Scaling Program Synthesis Based Technology Mapping with Equality Saturation. WOSET 2024. Arxiv link. Presentation video. Gus Henry Smith, Colin Knizek, Daniel Petrisko, Zachary Tatlock, Jonathan Balkind, Gilbert Louis Bernstein, Haobin Ni, and Chandrakana Nandi. (The Churchroad workshop paper.)

FPGA Technology Mapping Using Sketch-Guided Program Synthesis. ASPLOS 2024. Arxiv link. Gus Henry Smith, Ben Kushigian, Vishal Canumalla, Andrew Cheung, Steven Lyubomirsky, Sorawee Porncharoenwase, René Just, and Zachary Tatlock. (The Lakeroad paper.)

Application-Level Validation of Accelerator Designs Using a Formal Software/Hardware Interface. TODAES 2023. Arxiv link. Bo-Yuan Huang, Steven Lyubomirsky, Yi Li, Mike He, Gus Henry Smith, Thierry Tambe, Akash Gaonkar, Vishal Canumalla, Gu-Yeon Wei, Aarti Gupta, Zachary Tatlock, Sharad Malik. (The 3LA paper.)

Pure Tensor Program Rewriting via Access Patterns (Representation Pearl). MAPS 2021. Arxiv link. Gus Henry Smith, Andrew Liu, Steven Lyubomirsky, Scott Davidson, Joseph McMahan, Michael Taylor, Luis Ceze, Zachary Tatlock. (The Glenside paper.)

I’m also lucky enough to collaborate with colleagues in computational biology, which has led to at least one publication:

Fridge Compiler: Optimal Circuits from Molecular Inventories. International Conference on Computational Methods in Systems Biology. Lancelot Wathieu, Gus Smith, Luis Ceze, and Chris Thachuk.

(industry experience)

I’ve had many great internships in industry. In late 2023 through summer 2024, I worked with Noah Evans at Sandia National Labs, advocating for the use of Yosys at Sandia. In the summer of 2021, I worked with Aart Bik at Google on a sparse compiler autotuner for MLIR, and I continued that work as a part-time Student Researcher in 2022 with Penporn Koanantakool. In the summer of 2019, I worked with Marco Heddes on static analysis of TVM/Relay programs as part of Azure’s AI and Advanced Architectures team.
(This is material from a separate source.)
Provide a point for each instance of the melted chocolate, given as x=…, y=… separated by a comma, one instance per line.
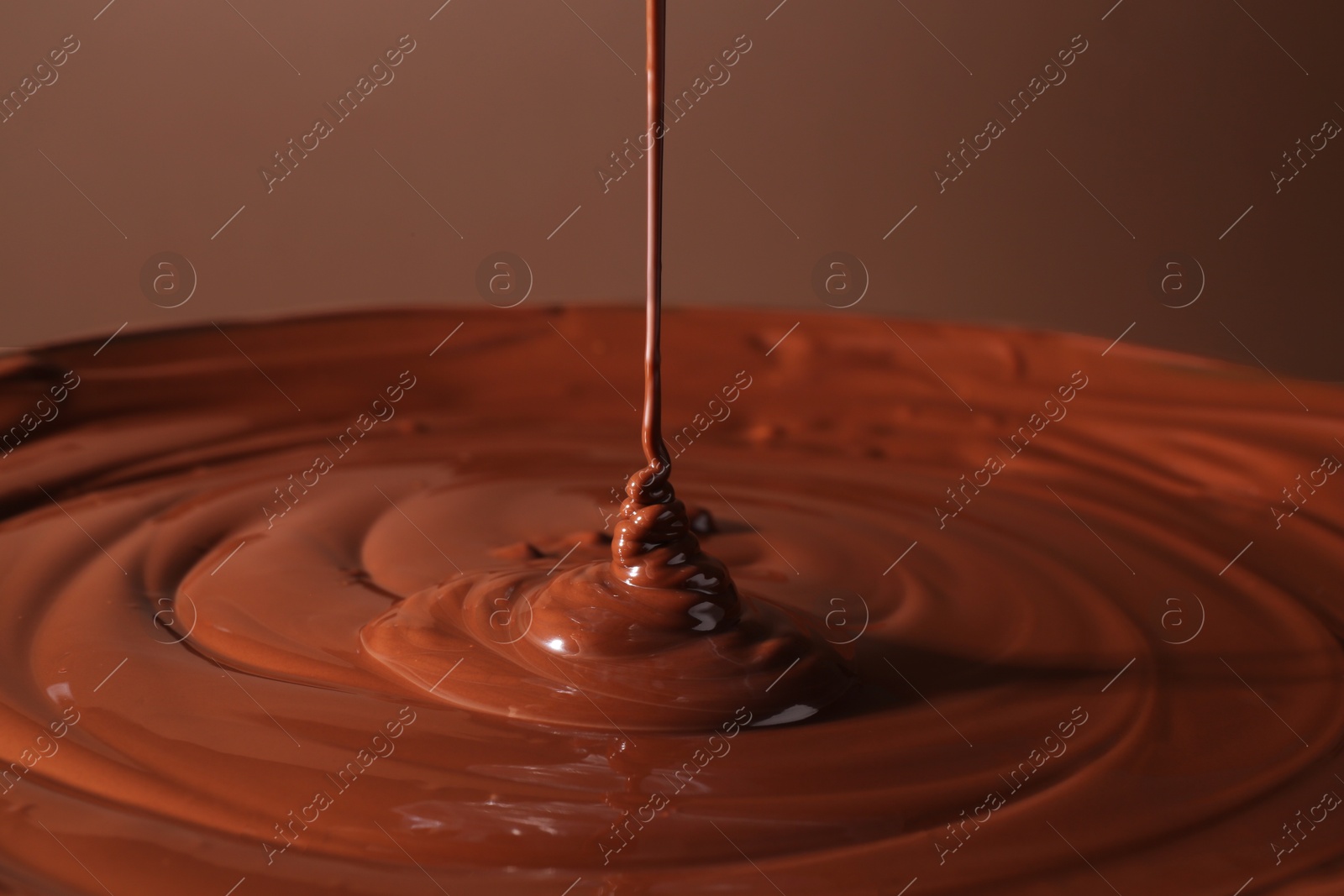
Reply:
x=215, y=656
Pre-Ph.D., I also interned a bunch at Google: implementing the Bluetooth protocol RFCOMM for Fuchsia with Marie Janssen, improving the Chrome Remote Desktop experience on Raspberry Pis with Scott Nichols, and working with Mona El Mahdy on profiling Android apps.

(mentors)

In addition to Zach, Luis, and my many great mentors in industry, I’ve also been mentored by Vijay Narayanan and Jack Sampson, who advised me during my BS and Master’s degrees at Penn State.

(mentees)

I have been lucky enough to mentor many great students in my short career. During my PhD at UW, I worked with Vishal Canumalla (now a PhD student at Stanford; GitHub, LinkedIn) and Andrew Cheung (now a PhD student at UCSD; GitHub, LinkedIn). Previously at UW, I also worked with Andrew Liu (now at Jane Street). While at Penn State, I worked with a great team of motivated undergrads: Nelson Troncoso Aldas, Christopher Pratt, David de Matheu, and Tom Kawchak.

(fun stuff)

I’m lucky to have called Pennsylvania home throughout all the previous chapters of my life, having lived there until 2018 when I started a new chapter in Seattle. I grew up in Mountain Top (in the Wyoming Valley, outside of Wilkes-Barre) and have traveled to/lived in all corners of the state. In my free time, I write fiction and poetry, program, surf, run, and just generally try to enjoy life in and around Seattle.